Samaras Loukas, Sicilia Miguel-Angel, García-Barriocanal Elena
Computer Science Department, Polytechnic Building, University of Alcalá, Ctra. De Barcelona km. 33.6, 28871, Alcalá de Henares (Madrid), Spain.
BMC Public Health. 2021 Jan 21;21(1):100. doi: 10.1186/s12889-020-10106-8.
In recent years new forms of syndromic surveillance that use data from the Internet have been proposed. These have been developed to assist the early prediction of epidemics in various cases and diseases. It has been found that these systems are accurate in monitoring and predicting outbreaks before these are observed in population and, therefore, they can be used as a complement to other methods. In this research, our aim is to examine a highly infectious disease, measles, as there is no extensive literature on forecasting measles using Internet data, METHODS: This research has been conducted with official data on measles for 5 years (2013-2018) from the competent authority of the European Union (European Center of Disease and Prevention - ECDC) and data obtained from Google Trends by using scripts coded in Python. We compared regression models forecasting the development of measles in the five countries.

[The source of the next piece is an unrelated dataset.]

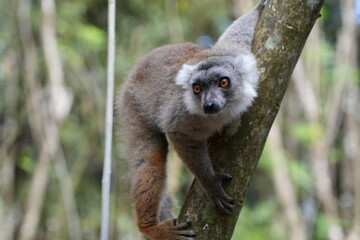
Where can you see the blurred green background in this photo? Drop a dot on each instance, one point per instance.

Results show that measles can be estimated and predicted through Google Trends in terms of time, volume and the overall spread. The combined results reveal a strong relationship of measles cases with the predicted cases (correlation coefficient R= 0.779 in two-tailed significance p< 0.01). The mean standard error was relatively low 45.2 (12.19%) for the combined results. However, major differences and deviations were observed for countries with a relatively low impact of measles, such as the United Kingdom and Spain. For these countries, alternative models were tested in an attempt to improve the results.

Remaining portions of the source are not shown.